Die Geschichte des Piaristengymnasiums

Blick auf das Schulgebäude

BG VIII: privat oder öffentlich?
Das BG VIII ist ein öffentliches, staatliches Gymnasium, dessen Besuch (bislang) gratis, doch durchaus nicht umsonst ist. Es wurde durch ein Dekret Kaiser Leopolds I. 1697 gegründet und am 16. November 1701 eröffnet. Geführt wurde es vom Piaristenorden, dessen vornehmste Aufgabe, im Sinn seines Gründers Jose de Calasanza, die geistige Förderung armer Knaben war. Das drückt sich auch im Motto unserer Schule „Pietati et litteris“, zu Deutsch: „für die Frömmigkeit und die Wissenschaft (gegründet)“ aus, das über dem barocken Eingangsportal unserer Schule, eingerahmt von zwei Engeln, zu lesen ist. Die Piaristen führten die Schule - ausschließlich für Knaben - bis 1870. Damals übergaben sie es dem Staat, weil sie die Kosten für seine Erhaltung nicht mehr aufbringen konnten. Denn in der sog. „liberalen Ära“, von etwa 1866 bis 1879, waren die Ansprüche an die Schulen ganz allgemein gestiegen: die wissenschaftlichen und technischen Fortschritte, die auch einen wirtschaftlichen Boom zur Folge hatten, brauchten sehr viele Fachkräfte und Akademiker. Das wirkte natürlich auf die Gymnasien zurück, deren Fächerkanon verbreitert wurde. So wurde es notwendig mehr Lehrer einzustellen, die auch eine Lehramtsprüfung vorweisen mussten, was aber noch nicht bei allen Ordensgeistlichen der Fall war.
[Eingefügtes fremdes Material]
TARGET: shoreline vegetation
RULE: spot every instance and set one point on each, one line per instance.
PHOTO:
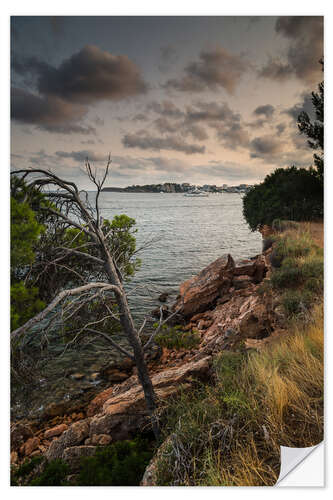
(226, 422)
(172, 187)
(232, 371)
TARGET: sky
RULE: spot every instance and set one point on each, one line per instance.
(205, 100)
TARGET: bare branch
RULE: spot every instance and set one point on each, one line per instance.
(61, 296)
(82, 254)
(112, 342)
(161, 323)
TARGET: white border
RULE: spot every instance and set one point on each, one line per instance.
(135, 7)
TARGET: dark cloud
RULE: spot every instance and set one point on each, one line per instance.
(232, 136)
(280, 128)
(165, 108)
(140, 117)
(305, 35)
(48, 112)
(228, 124)
(215, 69)
(163, 125)
(211, 112)
(304, 105)
(264, 146)
(88, 142)
(87, 76)
(168, 57)
(143, 140)
(196, 131)
(64, 94)
(81, 156)
(57, 25)
(267, 110)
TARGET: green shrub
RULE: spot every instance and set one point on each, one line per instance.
(286, 276)
(120, 464)
(295, 301)
(283, 225)
(176, 338)
(21, 472)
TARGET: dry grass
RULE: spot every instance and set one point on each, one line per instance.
(316, 230)
(230, 433)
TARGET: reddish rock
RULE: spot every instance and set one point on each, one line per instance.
(126, 412)
(55, 431)
(260, 269)
(98, 440)
(201, 292)
(19, 433)
(114, 375)
(30, 446)
(74, 454)
(74, 436)
(98, 401)
(241, 282)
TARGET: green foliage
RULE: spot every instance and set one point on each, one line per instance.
(120, 464)
(176, 338)
(123, 243)
(21, 472)
(315, 130)
(25, 231)
(290, 193)
(24, 304)
(54, 474)
(296, 301)
(300, 277)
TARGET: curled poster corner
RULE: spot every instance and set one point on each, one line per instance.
(292, 457)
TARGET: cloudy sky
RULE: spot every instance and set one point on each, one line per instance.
(180, 99)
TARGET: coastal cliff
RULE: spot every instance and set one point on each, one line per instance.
(228, 308)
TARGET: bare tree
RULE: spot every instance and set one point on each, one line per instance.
(73, 209)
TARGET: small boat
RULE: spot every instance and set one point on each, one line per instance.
(197, 193)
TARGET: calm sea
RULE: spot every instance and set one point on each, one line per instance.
(188, 233)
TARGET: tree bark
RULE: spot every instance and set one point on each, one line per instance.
(131, 333)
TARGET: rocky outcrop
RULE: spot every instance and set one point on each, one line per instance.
(222, 304)
(74, 436)
(214, 284)
(55, 431)
(122, 411)
(19, 433)
(74, 454)
(201, 292)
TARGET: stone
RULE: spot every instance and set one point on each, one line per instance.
(125, 412)
(77, 376)
(240, 282)
(202, 291)
(55, 431)
(163, 297)
(55, 409)
(13, 457)
(73, 455)
(247, 267)
(156, 313)
(30, 446)
(98, 440)
(74, 436)
(36, 453)
(19, 433)
(115, 376)
(96, 404)
(260, 269)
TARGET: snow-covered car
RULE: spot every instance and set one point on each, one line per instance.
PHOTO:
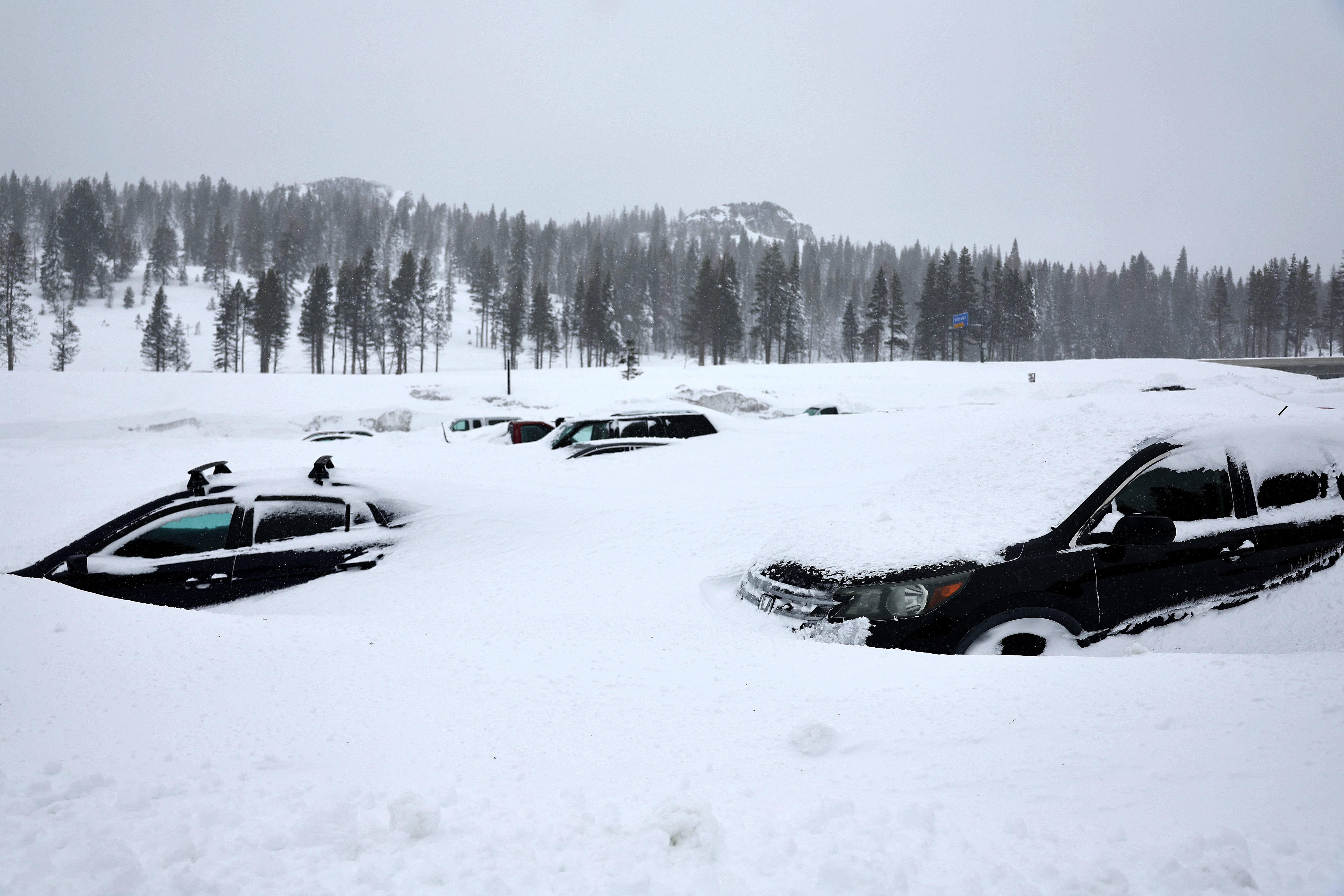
(226, 538)
(658, 425)
(466, 424)
(612, 447)
(521, 432)
(1204, 519)
(337, 436)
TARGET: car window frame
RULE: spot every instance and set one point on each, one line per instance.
(1240, 508)
(251, 522)
(135, 528)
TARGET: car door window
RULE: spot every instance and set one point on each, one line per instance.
(1190, 488)
(1287, 489)
(192, 532)
(295, 519)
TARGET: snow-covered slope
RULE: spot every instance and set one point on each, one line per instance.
(549, 687)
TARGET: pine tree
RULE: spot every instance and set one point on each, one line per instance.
(1335, 307)
(898, 320)
(346, 315)
(443, 322)
(217, 254)
(369, 328)
(850, 336)
(424, 304)
(18, 327)
(179, 353)
(163, 254)
(1220, 308)
(83, 240)
(698, 310)
(400, 314)
(1303, 306)
(314, 316)
(521, 256)
(964, 297)
(726, 319)
(928, 331)
(158, 343)
(229, 326)
(483, 288)
(52, 277)
(65, 335)
(772, 285)
(271, 320)
(795, 326)
(877, 312)
(541, 324)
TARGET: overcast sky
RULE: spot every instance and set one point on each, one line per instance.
(1085, 131)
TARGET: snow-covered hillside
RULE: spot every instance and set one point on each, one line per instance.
(549, 687)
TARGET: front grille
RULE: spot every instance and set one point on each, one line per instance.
(808, 605)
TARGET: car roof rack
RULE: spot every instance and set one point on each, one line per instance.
(321, 468)
(197, 480)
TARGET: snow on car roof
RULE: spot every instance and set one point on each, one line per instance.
(1005, 475)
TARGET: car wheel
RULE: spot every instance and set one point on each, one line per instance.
(1030, 637)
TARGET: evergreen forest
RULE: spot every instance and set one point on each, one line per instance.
(370, 280)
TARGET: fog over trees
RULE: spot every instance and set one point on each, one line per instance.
(368, 280)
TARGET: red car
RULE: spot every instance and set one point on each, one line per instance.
(522, 432)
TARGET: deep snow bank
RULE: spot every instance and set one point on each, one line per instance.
(540, 670)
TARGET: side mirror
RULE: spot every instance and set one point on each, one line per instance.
(1142, 528)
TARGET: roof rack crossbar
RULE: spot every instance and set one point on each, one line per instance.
(321, 468)
(197, 480)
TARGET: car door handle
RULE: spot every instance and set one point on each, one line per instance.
(218, 578)
(1234, 553)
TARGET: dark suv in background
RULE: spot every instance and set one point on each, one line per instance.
(661, 425)
(226, 538)
(1182, 526)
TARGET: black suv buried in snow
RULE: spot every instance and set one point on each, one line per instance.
(659, 425)
(1183, 526)
(226, 538)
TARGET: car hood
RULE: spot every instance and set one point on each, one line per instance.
(1007, 475)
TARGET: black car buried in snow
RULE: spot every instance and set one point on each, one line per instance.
(226, 538)
(658, 425)
(1183, 526)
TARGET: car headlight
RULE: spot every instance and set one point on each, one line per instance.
(898, 600)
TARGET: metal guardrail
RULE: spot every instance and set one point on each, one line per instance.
(1325, 369)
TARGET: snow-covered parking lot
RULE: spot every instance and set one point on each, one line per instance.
(550, 688)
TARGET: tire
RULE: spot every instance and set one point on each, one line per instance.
(1025, 637)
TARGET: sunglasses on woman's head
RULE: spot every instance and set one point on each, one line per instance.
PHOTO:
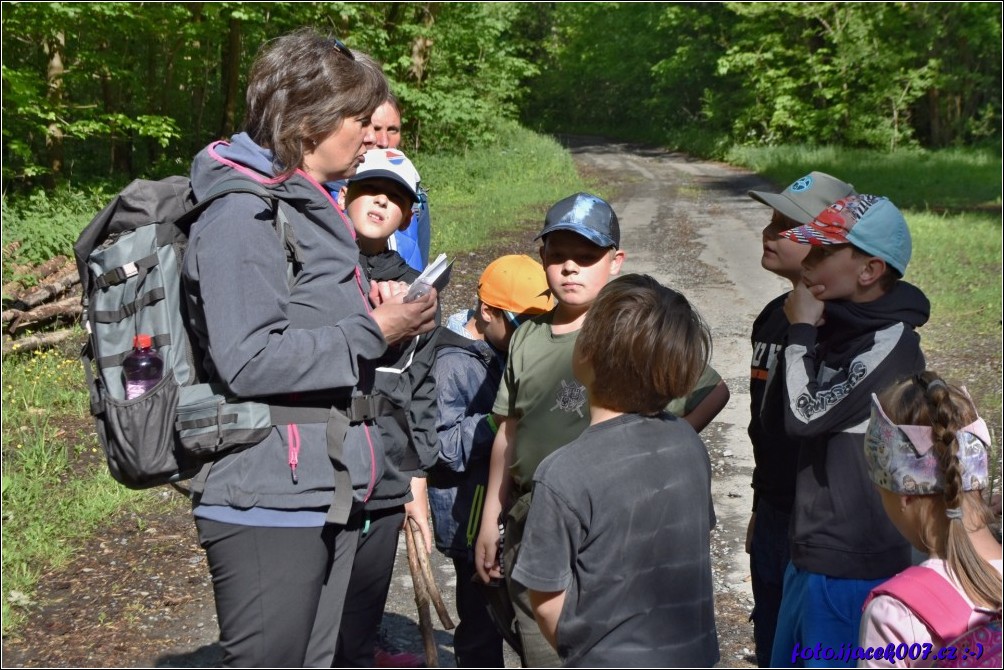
(340, 47)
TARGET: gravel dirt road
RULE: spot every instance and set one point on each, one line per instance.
(139, 594)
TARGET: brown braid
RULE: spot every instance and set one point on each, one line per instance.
(926, 400)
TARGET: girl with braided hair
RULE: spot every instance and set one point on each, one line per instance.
(927, 451)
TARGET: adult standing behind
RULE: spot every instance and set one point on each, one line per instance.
(279, 569)
(413, 242)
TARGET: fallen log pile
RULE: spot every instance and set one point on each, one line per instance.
(43, 313)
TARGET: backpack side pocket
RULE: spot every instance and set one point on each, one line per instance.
(139, 438)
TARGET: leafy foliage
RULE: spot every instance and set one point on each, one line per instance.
(705, 76)
(44, 225)
(137, 88)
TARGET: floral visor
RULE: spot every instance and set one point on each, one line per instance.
(901, 458)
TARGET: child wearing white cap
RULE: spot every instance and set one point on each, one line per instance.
(379, 199)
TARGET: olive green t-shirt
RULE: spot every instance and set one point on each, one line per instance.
(549, 405)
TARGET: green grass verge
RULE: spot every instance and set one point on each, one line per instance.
(49, 500)
(913, 179)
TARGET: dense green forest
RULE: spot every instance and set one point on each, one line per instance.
(105, 91)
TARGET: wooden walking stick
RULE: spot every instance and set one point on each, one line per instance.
(427, 571)
(421, 600)
(426, 591)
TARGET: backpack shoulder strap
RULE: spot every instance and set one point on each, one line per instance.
(932, 598)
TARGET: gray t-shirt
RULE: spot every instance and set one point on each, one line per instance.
(620, 520)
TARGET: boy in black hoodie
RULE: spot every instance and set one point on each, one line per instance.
(380, 201)
(851, 332)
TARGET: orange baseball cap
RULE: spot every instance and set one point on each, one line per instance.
(516, 284)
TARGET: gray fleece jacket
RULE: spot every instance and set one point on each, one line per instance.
(262, 338)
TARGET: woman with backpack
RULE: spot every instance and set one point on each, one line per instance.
(283, 314)
(927, 451)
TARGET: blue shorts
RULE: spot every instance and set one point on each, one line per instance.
(818, 611)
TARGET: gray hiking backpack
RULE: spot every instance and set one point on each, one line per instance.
(130, 259)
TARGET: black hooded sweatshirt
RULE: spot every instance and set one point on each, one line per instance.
(838, 526)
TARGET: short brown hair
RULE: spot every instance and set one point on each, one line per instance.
(646, 345)
(302, 86)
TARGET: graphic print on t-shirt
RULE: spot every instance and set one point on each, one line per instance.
(570, 398)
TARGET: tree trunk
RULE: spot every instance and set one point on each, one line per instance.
(54, 48)
(231, 77)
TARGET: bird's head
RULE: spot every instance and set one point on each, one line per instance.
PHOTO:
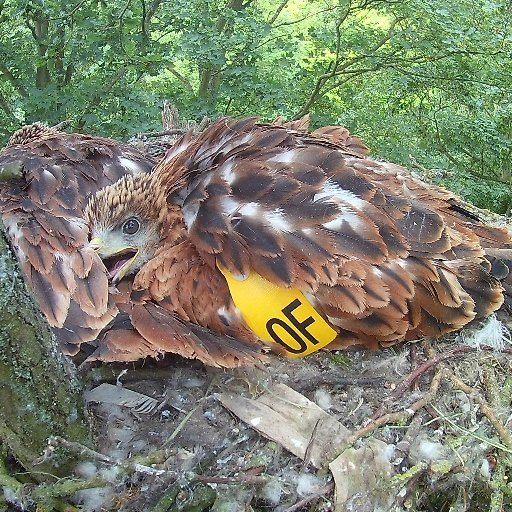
(127, 220)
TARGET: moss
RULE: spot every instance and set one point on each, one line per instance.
(40, 396)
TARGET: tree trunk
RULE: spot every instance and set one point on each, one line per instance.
(39, 391)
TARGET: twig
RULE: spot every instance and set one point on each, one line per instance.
(395, 417)
(308, 499)
(79, 449)
(178, 429)
(438, 358)
(486, 409)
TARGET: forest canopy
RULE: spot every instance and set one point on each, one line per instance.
(427, 83)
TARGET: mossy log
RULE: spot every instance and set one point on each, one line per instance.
(40, 395)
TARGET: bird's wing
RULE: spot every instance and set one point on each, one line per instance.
(153, 331)
(41, 206)
(383, 254)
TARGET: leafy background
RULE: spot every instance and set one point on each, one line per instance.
(425, 82)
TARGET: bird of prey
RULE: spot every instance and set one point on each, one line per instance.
(46, 178)
(262, 234)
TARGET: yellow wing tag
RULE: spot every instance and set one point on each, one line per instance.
(281, 315)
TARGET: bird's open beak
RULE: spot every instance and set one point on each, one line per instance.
(118, 260)
(96, 244)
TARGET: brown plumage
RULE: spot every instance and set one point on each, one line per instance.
(46, 178)
(381, 256)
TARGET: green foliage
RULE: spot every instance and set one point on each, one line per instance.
(429, 79)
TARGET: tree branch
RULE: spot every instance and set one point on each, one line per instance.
(15, 82)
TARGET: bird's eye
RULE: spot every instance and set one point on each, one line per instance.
(131, 226)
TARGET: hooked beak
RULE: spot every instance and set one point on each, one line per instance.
(118, 260)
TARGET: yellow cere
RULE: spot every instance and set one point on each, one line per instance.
(281, 315)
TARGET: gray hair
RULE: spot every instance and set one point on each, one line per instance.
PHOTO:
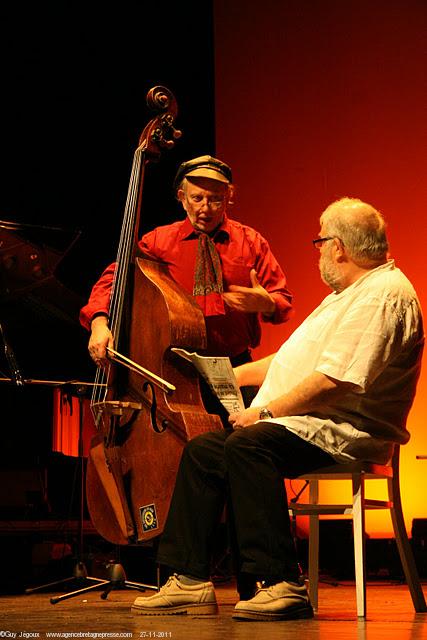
(360, 227)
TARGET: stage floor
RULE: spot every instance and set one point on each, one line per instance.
(390, 615)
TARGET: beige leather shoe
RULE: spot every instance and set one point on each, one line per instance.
(281, 601)
(175, 597)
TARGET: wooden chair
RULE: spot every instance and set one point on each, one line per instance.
(358, 473)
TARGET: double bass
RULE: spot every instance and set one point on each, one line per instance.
(147, 403)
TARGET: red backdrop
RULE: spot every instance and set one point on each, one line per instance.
(321, 99)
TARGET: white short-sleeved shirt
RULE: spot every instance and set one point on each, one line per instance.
(371, 335)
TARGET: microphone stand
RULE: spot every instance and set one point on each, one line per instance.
(117, 577)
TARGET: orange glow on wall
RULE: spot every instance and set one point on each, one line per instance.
(315, 101)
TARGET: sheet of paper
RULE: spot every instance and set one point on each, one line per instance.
(218, 373)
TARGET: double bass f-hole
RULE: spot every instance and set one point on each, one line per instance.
(153, 408)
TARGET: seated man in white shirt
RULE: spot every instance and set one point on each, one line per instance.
(339, 389)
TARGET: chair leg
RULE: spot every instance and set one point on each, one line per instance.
(313, 547)
(404, 547)
(359, 543)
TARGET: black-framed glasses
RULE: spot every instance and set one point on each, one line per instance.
(319, 242)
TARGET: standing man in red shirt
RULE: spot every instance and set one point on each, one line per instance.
(227, 266)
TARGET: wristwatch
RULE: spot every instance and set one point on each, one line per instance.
(265, 413)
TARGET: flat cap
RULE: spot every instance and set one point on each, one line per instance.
(203, 167)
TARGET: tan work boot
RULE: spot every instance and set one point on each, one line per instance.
(175, 597)
(281, 601)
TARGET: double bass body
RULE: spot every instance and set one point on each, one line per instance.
(133, 461)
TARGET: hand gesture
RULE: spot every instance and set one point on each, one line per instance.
(253, 299)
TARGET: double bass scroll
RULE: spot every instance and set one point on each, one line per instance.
(142, 428)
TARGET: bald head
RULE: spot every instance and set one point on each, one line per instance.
(361, 229)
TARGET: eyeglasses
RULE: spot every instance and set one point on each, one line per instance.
(319, 242)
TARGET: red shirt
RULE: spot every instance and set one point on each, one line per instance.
(240, 249)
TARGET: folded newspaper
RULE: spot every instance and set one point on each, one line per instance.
(219, 374)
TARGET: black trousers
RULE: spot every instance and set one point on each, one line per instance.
(243, 469)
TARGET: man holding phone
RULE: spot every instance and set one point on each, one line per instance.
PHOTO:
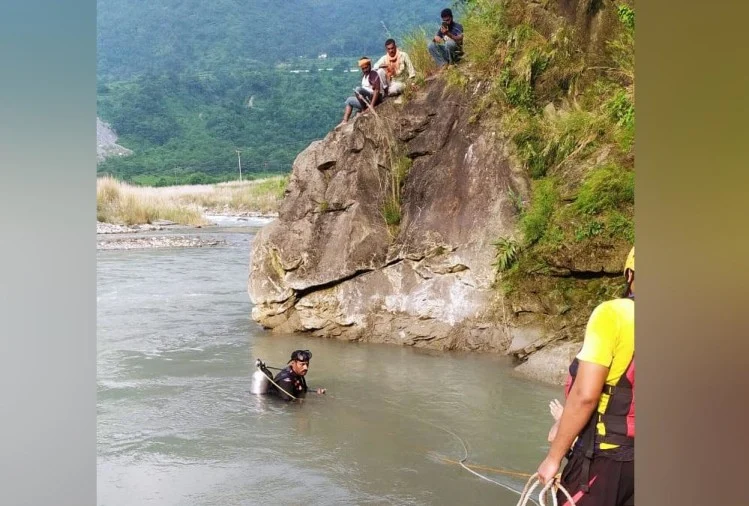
(447, 46)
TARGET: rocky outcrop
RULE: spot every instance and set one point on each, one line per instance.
(106, 142)
(330, 264)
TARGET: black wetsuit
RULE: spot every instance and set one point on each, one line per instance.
(291, 383)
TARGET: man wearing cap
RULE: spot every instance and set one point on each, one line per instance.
(398, 68)
(372, 91)
(598, 419)
(291, 378)
(447, 45)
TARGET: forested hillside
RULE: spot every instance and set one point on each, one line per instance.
(187, 83)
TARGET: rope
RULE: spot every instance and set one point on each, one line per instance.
(553, 485)
(465, 457)
(497, 470)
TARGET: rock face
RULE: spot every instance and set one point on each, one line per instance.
(106, 142)
(331, 265)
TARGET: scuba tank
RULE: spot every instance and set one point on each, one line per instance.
(260, 379)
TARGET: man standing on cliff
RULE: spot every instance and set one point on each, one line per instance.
(291, 378)
(598, 419)
(447, 46)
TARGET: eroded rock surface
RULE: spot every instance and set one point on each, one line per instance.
(330, 265)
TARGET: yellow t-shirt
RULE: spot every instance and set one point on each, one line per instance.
(610, 342)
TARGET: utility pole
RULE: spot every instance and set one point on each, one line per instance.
(239, 162)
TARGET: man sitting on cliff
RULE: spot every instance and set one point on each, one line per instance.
(291, 379)
(397, 66)
(447, 46)
(372, 91)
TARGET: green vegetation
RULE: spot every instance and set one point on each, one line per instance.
(186, 83)
(570, 114)
(508, 250)
(123, 204)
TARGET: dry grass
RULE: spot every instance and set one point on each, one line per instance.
(121, 203)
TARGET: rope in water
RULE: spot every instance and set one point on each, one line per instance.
(552, 485)
(465, 457)
(497, 470)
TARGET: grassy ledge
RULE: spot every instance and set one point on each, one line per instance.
(121, 203)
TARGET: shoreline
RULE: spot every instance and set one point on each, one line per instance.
(138, 240)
Außerdem sollte die Schule mit modernem wissenschaftlichem Lehrmaterial ausgestattet werden. Das alles ging zu Lasten des Ordens und verschlang mehr Geld, als die Piaristen, die wegen der vielen armen Schüler nur wenig an Schulgeld einnahmen, aufbringen konnten. Als auf Grund einiger Vorkommnisse der Staat direkte Kontrolle auf unsere Schule ausüben wollte, wurde das Gymnasium im Einvernehmen mit dem Orden 1870 zu einem „Staatsgymnasium“, für dessen Erhaltung jetzt Österreich-Ungarn aufkommen musste. Immer weniger Ordensleute wirkten als Lehrkräfte in unserer Schule, heute sind überhaupt keine Geistlichen hier beschäftigt.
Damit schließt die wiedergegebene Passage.